If nothing else, these new deployment companies indicate that both OpenAI and Anthropic are thinking very seriously about how they can ultimately turn a profit from their AI models.

OpenAI’s own estimates indicate that it could lose $14 billion in 2026, which would be triple the figure for 2025, while it reportedly missed an end-of-2025 target of one billion weekly active users.

Its CFO, Sarah Friar, has internally expressed concerns that it may reach a position of being unable to afford future compute contracts if its revenue doesn’t achieve sufficient growth.

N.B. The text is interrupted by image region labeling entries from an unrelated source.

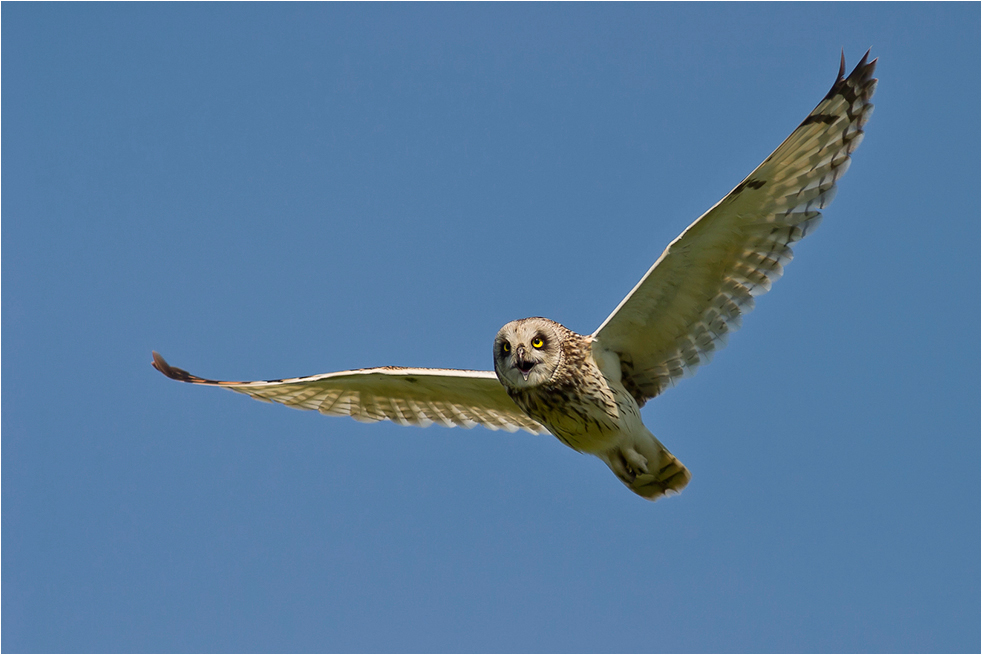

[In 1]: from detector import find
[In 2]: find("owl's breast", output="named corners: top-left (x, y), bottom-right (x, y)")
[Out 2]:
top-left (508, 366), bottom-right (640, 453)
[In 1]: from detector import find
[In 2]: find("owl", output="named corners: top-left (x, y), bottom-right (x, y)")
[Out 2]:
top-left (153, 52), bottom-right (877, 500)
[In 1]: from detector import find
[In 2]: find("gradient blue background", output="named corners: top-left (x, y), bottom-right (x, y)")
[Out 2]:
top-left (2, 3), bottom-right (980, 652)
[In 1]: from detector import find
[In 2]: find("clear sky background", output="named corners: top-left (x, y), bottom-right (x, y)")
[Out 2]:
top-left (2, 3), bottom-right (980, 652)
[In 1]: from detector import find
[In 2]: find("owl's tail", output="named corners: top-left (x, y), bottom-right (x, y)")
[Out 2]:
top-left (601, 432), bottom-right (692, 500)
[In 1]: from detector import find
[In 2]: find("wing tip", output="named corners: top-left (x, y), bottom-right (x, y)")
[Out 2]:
top-left (150, 350), bottom-right (215, 384)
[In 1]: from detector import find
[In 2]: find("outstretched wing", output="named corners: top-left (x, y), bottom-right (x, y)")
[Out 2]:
top-left (153, 353), bottom-right (548, 434)
top-left (593, 52), bottom-right (876, 405)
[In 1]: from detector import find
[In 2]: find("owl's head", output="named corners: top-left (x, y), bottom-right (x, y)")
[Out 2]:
top-left (494, 316), bottom-right (566, 389)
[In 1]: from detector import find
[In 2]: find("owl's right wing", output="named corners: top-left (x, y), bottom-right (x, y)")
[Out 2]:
top-left (593, 52), bottom-right (876, 404)
top-left (153, 352), bottom-right (548, 434)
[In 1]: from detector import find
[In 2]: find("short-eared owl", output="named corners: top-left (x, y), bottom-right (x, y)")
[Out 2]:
top-left (153, 52), bottom-right (876, 500)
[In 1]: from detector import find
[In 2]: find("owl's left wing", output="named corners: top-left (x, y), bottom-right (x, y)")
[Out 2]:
top-left (593, 52), bottom-right (876, 405)
top-left (153, 353), bottom-right (548, 434)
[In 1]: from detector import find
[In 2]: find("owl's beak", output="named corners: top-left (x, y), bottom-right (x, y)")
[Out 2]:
top-left (515, 346), bottom-right (536, 382)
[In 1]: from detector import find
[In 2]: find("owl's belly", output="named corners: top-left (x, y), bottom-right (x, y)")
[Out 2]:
top-left (513, 379), bottom-right (644, 454)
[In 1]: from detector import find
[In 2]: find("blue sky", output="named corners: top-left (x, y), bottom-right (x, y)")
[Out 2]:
top-left (2, 3), bottom-right (980, 652)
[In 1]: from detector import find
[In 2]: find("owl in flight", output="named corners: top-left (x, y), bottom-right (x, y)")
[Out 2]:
top-left (153, 52), bottom-right (876, 500)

Anthropic is arguably in a less precarious position, having revealed that its annualized revenue run rate stood at $30 billion at the end of April, already up from $9 billion at the end of 2025.

However, it lost an estimated $5.2 billion last year, underscoring how revenue growth needs to accelerate even faster, in order to outpace rising operating costs.

And it seems that for both Anthropic and OpenAI, one way of securing greater revenues is to launch dedicated subsidiaries that advise potential and actual clients on how best to make use of their tools.

The launch of these deployment companies come amid mixed data on AI productivity, with a recent study by AI consultancy Section indicating a split between C-suite executives and non-management workers on how useful they find LLMs.

This week also revealed that Amazon employees are using AI for pointless tasks to boost their usage scores, yet a survey published in March by the National Bureau of Employment Research concluded that “AI adoption is already widespread and associated with measurable revenue-based labor productivity gains.”